I knew she cared for me when I kissed her, that I was no mere replacement for an engagement that almost happened, ruined by my actions; perhaps she did not yet love me but we were friends and she responded as only a lover would, a responsiveness and passion I certainly had never experienced, one that will forever now keep me away from the brothels and widows, seeking only her, my Penelope, soon to be my wife.

 

I did not know whether she loved me, not as I do her: with everything I am, everything I have ever been and everything I hope to be.

 

When I see her I see beauty and sunsets and the most sensual locks splayed across silken pillows on cold winter mornings, but I also see more- a daughter perhaps, the same waves and shade, mayhap with my darker blue eyes; her own eyes, their depth reminding me of two blue pools- words I told her as we made our love real, her gifting me her future- the centrepiece of the face of a small son, perhaps with my own curls and her laugh and fierce intellect- that would be joy indeed.

 

Yes, we waltzed- inappropriately, perhaps- after the Banns were called and the church emptied itself of the usual Sunday morning worshippers, to no music, only the beat of our hearts and the joy on our faces.

 

What inspires this madness, you may ask?
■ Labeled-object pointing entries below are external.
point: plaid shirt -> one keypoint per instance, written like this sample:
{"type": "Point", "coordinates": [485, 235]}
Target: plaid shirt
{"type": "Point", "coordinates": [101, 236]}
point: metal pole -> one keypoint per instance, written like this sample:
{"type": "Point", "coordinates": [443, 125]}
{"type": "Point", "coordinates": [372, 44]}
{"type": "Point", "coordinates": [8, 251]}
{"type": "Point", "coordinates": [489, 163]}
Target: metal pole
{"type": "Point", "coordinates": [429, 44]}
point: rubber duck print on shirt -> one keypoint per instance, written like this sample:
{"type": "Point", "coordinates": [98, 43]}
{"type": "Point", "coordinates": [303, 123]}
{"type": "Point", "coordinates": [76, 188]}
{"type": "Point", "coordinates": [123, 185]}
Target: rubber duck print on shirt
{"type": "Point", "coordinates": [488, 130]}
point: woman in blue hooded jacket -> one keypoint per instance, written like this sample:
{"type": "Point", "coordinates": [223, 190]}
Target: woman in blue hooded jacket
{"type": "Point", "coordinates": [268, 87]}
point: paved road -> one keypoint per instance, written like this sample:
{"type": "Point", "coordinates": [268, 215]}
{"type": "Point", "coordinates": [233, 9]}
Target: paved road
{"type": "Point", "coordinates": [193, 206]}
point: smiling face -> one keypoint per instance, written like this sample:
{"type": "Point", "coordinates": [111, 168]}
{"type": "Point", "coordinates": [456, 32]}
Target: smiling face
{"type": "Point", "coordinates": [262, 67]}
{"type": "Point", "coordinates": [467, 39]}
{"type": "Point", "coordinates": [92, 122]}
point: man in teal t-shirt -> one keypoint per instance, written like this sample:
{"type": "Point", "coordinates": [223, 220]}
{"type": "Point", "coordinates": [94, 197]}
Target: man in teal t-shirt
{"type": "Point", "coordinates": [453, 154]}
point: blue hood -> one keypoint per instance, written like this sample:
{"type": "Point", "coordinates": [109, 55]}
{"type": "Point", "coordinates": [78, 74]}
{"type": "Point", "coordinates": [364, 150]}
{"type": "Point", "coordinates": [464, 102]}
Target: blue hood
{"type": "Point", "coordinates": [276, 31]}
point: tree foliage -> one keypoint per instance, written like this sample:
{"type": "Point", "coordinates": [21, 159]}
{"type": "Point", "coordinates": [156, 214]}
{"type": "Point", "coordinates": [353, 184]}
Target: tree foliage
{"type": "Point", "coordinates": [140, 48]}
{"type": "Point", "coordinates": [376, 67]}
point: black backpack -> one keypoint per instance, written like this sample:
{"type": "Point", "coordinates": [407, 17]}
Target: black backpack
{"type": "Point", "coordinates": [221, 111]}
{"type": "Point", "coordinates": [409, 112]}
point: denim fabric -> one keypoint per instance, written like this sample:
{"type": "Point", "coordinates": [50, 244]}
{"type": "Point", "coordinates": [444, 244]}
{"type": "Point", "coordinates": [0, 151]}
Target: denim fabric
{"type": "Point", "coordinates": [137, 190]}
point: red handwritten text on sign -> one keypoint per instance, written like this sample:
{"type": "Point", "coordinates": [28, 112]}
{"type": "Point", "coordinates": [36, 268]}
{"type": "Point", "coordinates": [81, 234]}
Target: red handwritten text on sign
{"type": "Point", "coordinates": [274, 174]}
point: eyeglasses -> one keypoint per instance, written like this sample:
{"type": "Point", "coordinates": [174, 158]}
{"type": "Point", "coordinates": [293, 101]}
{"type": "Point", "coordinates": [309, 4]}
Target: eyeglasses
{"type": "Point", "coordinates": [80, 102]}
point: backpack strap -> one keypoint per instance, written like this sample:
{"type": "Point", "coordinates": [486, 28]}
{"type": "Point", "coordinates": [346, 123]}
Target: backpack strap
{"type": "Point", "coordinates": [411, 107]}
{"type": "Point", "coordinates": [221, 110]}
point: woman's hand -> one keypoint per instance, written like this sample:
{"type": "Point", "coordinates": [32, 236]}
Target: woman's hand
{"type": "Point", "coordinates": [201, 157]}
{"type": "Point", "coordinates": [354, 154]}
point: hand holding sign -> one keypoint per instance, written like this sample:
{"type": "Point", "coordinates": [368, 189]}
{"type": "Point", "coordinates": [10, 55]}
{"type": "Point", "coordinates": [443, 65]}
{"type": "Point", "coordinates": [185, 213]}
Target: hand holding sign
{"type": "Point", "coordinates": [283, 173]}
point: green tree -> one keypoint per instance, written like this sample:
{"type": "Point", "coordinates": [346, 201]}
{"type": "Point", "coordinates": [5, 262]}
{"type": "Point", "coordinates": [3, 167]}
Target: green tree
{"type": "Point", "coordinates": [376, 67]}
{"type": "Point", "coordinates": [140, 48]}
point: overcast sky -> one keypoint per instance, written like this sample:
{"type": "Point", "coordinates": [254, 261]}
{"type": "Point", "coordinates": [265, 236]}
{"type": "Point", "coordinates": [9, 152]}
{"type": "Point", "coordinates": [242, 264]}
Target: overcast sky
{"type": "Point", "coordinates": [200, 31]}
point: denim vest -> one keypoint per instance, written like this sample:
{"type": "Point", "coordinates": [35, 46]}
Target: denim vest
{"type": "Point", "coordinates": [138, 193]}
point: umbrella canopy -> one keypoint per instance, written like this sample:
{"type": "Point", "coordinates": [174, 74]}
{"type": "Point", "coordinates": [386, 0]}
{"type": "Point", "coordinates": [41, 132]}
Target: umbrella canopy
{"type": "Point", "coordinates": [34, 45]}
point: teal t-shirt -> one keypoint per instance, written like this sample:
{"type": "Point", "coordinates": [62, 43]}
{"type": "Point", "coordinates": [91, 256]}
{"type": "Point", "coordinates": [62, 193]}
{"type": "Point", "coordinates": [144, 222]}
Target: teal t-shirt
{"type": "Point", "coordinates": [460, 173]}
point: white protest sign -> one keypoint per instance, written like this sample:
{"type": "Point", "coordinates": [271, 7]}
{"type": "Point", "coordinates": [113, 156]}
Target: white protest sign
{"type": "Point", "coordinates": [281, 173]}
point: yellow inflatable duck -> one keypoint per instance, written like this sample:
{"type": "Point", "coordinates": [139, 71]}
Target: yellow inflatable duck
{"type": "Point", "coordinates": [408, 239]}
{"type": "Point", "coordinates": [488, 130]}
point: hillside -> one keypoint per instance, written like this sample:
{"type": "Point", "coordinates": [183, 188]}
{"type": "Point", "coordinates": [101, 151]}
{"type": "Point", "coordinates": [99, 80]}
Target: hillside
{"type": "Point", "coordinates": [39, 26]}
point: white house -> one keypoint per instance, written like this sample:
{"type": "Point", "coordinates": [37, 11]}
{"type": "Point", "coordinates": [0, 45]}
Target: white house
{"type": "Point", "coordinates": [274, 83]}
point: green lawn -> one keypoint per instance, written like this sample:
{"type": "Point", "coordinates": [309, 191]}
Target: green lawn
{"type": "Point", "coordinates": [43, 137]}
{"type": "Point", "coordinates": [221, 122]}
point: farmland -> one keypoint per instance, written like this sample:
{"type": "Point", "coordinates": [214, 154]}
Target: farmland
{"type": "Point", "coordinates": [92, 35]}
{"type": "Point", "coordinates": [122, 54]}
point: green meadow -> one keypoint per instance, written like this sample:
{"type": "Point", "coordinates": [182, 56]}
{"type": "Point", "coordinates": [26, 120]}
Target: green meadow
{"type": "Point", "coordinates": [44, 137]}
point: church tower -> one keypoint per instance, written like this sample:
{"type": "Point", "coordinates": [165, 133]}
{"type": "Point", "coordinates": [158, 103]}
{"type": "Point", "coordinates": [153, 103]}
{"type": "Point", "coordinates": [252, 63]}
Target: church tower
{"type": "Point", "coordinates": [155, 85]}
Indeed, it is no surprise: a declaration.

 

My Penelope, my fiancee, soon my wife, loves me.

 

She loves me: flawed, insubstantial, inadequate me. Not merely this but she has loved me for all the years we have known each other, quiet and undemanding, watching as I in my foolishness chased other dreams, other women- such an idiot.

 

I do not think I have ever smiled so much; all those past pains and inferiorities fading from existence as in my mind there was only her, as there only ever will be from now.

 

I am blessed. A woman who knows me so well yet loves so deeply? How can I be deserving of this gift? I do not know but I will endeavour to ensure that I am, with each passing day and year.

 

Penelope - Pen- and I have not followed a typical pathway, the road was long and the engagement swift certainly; I cannot spell out the details of our romance lest Mama or worse Hyacinth find this journal yet we have been blessed to find ourselves without a chaperone at times, moments that will haunt me and, if I am lucky, will be those that play out as my life draws to a close, but none of which will ever be as beautiful as knowing my Penelope loves me, has loved me so long and will love me always.

 

Truly I do not deserve this- but I will: I will ensure it.